LONDON (Reuters) - After getting the presidential seal of approval from Barack Obama, Michael Phelps was back in the Olympic pool on Wednesday morning, looking to add to his record medal tally.
Phelps won an unprecedented 19th Olympic medal on Tuesday when he anchored the United States 4x200 meters freestyle relay team to gold, and woke the next day to find a message from the White House.
“Congrats to Michael Phelps for breaking the all-time Olympic medal record. You’ve made your country proud. - bo,” the president personally tweeted.
For Phelps, the magnitude of his achievement was temporarily forgotten as he immediately got back to work, safely qualifying for the semi-finals of the men’s 200 individual medley.

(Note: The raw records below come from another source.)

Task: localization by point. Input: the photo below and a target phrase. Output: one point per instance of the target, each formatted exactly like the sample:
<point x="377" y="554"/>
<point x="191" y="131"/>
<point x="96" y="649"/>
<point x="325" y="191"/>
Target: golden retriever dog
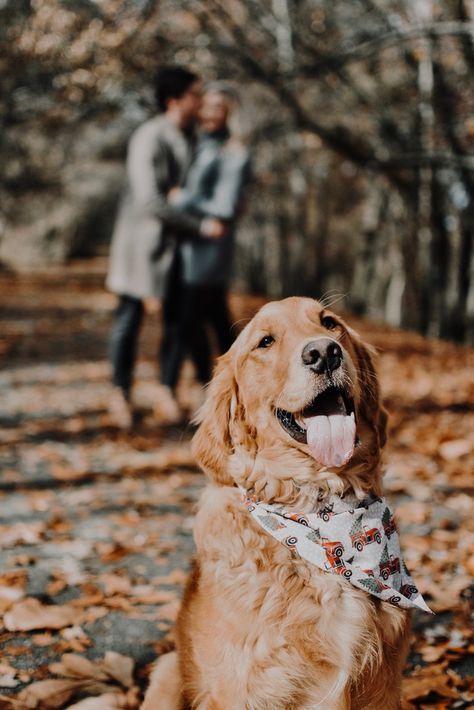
<point x="260" y="628"/>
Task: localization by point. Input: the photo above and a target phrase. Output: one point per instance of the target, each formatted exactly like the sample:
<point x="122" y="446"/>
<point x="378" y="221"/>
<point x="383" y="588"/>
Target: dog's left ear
<point x="370" y="406"/>
<point x="212" y="443"/>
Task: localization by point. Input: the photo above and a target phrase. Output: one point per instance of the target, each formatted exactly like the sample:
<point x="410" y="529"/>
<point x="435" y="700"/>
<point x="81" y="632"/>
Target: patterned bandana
<point x="357" y="540"/>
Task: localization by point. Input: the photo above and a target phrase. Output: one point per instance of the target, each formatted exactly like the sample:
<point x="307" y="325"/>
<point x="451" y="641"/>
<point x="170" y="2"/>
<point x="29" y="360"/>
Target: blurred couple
<point x="174" y="236"/>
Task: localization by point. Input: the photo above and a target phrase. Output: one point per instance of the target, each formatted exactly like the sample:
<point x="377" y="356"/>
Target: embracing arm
<point x="143" y="152"/>
<point x="224" y="198"/>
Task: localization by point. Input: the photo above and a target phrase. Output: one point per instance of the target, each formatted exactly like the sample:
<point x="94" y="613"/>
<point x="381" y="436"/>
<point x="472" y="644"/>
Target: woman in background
<point x="213" y="189"/>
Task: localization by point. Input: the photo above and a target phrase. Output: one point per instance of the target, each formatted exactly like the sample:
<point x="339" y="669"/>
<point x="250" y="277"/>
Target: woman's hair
<point x="235" y="121"/>
<point x="172" y="82"/>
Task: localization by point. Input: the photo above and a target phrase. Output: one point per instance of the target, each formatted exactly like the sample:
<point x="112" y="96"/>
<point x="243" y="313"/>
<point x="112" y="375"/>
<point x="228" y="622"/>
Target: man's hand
<point x="174" y="194"/>
<point x="213" y="228"/>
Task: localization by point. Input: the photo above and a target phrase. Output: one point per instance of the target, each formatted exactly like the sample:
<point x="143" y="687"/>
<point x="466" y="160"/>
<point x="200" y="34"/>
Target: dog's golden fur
<point x="260" y="629"/>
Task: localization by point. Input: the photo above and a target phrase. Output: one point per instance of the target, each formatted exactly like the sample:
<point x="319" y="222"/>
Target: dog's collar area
<point x="356" y="540"/>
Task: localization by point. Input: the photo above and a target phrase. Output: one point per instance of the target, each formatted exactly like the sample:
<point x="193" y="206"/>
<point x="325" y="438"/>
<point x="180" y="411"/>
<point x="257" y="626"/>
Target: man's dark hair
<point x="171" y="82"/>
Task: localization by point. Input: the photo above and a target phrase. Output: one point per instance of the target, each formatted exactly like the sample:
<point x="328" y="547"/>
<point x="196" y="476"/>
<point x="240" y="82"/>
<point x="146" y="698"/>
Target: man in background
<point x="144" y="258"/>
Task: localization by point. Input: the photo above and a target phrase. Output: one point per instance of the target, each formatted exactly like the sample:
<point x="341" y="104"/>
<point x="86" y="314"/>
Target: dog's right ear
<point x="212" y="443"/>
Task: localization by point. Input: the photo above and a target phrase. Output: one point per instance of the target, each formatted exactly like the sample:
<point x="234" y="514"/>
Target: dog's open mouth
<point x="327" y="425"/>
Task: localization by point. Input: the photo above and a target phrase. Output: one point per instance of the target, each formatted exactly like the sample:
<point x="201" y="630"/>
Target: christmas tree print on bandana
<point x="357" y="540"/>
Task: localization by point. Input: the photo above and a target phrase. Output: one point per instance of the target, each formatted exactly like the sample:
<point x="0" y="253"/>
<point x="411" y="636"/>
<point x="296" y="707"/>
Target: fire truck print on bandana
<point x="355" y="539"/>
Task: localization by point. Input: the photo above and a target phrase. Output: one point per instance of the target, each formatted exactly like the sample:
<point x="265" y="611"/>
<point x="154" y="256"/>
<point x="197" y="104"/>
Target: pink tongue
<point x="331" y="439"/>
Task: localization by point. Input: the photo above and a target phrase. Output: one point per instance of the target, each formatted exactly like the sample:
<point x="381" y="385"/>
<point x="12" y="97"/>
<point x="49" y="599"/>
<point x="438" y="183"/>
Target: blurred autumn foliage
<point x="96" y="525"/>
<point x="361" y="123"/>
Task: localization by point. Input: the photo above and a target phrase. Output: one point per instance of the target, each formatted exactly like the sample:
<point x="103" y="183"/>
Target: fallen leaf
<point x="74" y="666"/>
<point x="107" y="701"/>
<point x="30" y="614"/>
<point x="49" y="694"/>
<point x="119" y="667"/>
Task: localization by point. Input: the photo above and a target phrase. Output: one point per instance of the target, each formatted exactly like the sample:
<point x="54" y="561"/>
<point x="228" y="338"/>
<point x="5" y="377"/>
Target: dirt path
<point x="96" y="525"/>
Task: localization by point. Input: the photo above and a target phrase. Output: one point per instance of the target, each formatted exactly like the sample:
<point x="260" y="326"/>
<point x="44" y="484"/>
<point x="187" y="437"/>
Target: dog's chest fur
<point x="276" y="611"/>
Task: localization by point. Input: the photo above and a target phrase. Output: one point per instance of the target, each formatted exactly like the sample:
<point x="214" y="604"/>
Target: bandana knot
<point x="357" y="540"/>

He won the multi-discipline event at Athens in 2004 and Beijing four years later but faces a tough job to become the first male swimmer to win the same individual event at three Olympics.
With everything to lose and little to gain in the heats, he swam conservatively to finish second in his heat and fourth overall despite feeling fatigued.
“Didn’t really get much sleep last night, didn’t warm down at all, so this morning didn’t feel too comfortable,” he said.
His biggest rival for the event is his team mate Ryan Lochte, the world champion and world record holder.
The pair joined forces in the relay the previous night and are close friends outside the pool but fierce rivals in it.
Lochte won his heat and was second fastest overall behind Hungary’s Laszlo Cseh but was conserving his energy for one of the most brutal challenges in Olympic swimming.
Not only does he faces the daunting prospect of tackling Phelps in the medley, Lochte is also defending his 200 backstroke title in the same sessions.
He qualified second fastest overall behind his American team mate Tyler Clary in the backstroke, less than 40 minutes before diving in for the medley preliminaries.
“This morning’s races were easy. All I had to do was get a lane for tonight and that’s what I did,” Lochte said.
Colorado teenager Missy Franklin also woke up to see a tweet from a new admirer, Canadian pop star Justin Bieber, before tackling the women’s 100 freestyle heats.
“I could not believe it when I saw,” she told reporters after qualifying 10th. “I was running around like a chicken with the head cut off, I was so excited.”
China’s Tang Yi swam a personal best time of 53.28 seconds to finish first overall in the 100 freestyle, the classic sprint race to decide the fastest woman in water.
Australia’s Melanie Schlanger, who won a relay gold medal on Saturday, was second just ahead of Denmark’s Jeanette Ottesen Gray and Aliaksandra Herasimenia of Belarus, who dead-heated in last year’s world championships final while Germany’s Olympic champion Britta Steffen scraped in as the 14th qualifier.
Rebecca Soni made the perfect start to the defense of her 200 breaststroke title when she stopped the clock almost a second and a half clear of her nearest competitor while Australia set the pace, just ahead of the U.S., in the women’s 4x200 freestyle relay, which will be decided in Wednesday’s evening finals session.